While each revision of monetary policy after periods of extraordinary countercyclical responses presents tough choices for an exit strategy, the next one will present a particularly difficult mix of trade-offs. Economic activity had been hit following the two-year series of public health responses of varying intensity during the Covid-19 pandemic, including a permanent loss of income. Just as signs of a recovery in February 2022 began to appear, with a gradual easing of restrictions playing into pent-up demand, the Ukraine crisis and the resulting sanctions and disruptions to global supply chains in energy and raw materials had an impact on both production and the price shock. India, being a major energy importer, is expected to be heavily affected.

Even before the geopolitical shocks, price pressures had taken root in developed markets, with near-unprecedented levels of inflation. In the United States, in particular, labor markets remain very tight, with concerns about inflation in prices, wages and assets becoming embedded in household expectations. The US Federal Reserve is now widely seen as “lagging the curve” and has signaled a steep tightening cycle, at least for 2022.

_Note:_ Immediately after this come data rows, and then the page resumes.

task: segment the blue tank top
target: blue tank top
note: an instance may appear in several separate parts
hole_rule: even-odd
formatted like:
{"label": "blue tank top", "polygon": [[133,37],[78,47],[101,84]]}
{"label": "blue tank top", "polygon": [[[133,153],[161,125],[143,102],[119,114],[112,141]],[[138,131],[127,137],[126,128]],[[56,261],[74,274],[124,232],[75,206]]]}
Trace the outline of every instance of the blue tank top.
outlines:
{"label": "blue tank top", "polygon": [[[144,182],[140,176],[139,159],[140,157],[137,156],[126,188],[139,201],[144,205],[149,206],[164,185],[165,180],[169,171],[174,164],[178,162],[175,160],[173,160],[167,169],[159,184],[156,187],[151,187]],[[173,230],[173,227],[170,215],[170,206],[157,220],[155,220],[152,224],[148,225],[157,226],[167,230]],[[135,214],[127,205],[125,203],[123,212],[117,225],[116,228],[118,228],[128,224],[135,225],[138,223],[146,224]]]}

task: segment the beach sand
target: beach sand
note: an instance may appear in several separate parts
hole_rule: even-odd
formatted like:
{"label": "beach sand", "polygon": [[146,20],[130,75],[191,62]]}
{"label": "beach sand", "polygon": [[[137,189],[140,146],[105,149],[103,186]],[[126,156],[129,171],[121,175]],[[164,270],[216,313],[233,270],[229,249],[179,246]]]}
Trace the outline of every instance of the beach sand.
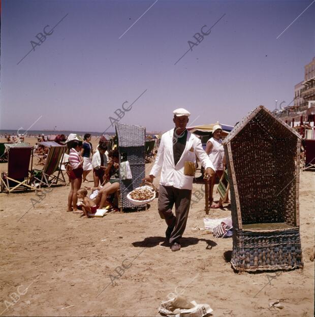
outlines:
{"label": "beach sand", "polygon": [[[146,165],[147,173],[150,165]],[[1,164],[0,169],[7,166]],[[35,207],[34,191],[0,194],[0,313],[155,316],[162,301],[183,292],[191,300],[209,304],[214,316],[313,316],[314,179],[313,173],[301,173],[304,268],[279,271],[273,279],[272,273],[234,272],[225,259],[232,238],[192,229],[204,227],[203,199],[191,209],[181,249],[172,252],[161,245],[166,227],[157,199],[145,211],[86,219],[66,212],[69,185],[52,187]],[[194,184],[193,193],[200,187]],[[210,210],[208,217],[230,215],[225,206]],[[282,309],[269,309],[275,299]]]}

Inflation in India has also remained elevated since December 2019 and appears to be broadening in recent months. The crucial question before the Monetary Policy Committee will be the size of the output gap and the speed at which it can close in the coming months. RBI has done extensive analytical work on estimating potential output, the Phillips curve, and other measures of system slack. The RBI Deputy Governor, in comments late last year, had indicated that the production gap at this stage could take many years to close. At the same time, the Phillips curve – the trade-off between inflation and the output gap – had started to strengthen in recent years, implying that inflation had started to react to aggregate demand. Moreover, the inflation process has become sensitive to forward expectations.

All of this underscores the need to carefully consider the likely output gap under current economic conditions and how quickly it might close. This article examines some heuristic measures as indicators of deviation and slack in the system.

For starters, Axis Bank’s leading composite index of economic activity – constructed from 39 high-frequency activity indicators – shows a fairly steep rise in March, but that’s based on a select set of measures. of “immediate forecasting”, such as mobility and electricity consumption. , whose correlation with underlying demand appears to have gradually weakened over the pandemic months. On the other hand, indicators like the manufacturing PMI and GST collections suggest that activity levels are not weak.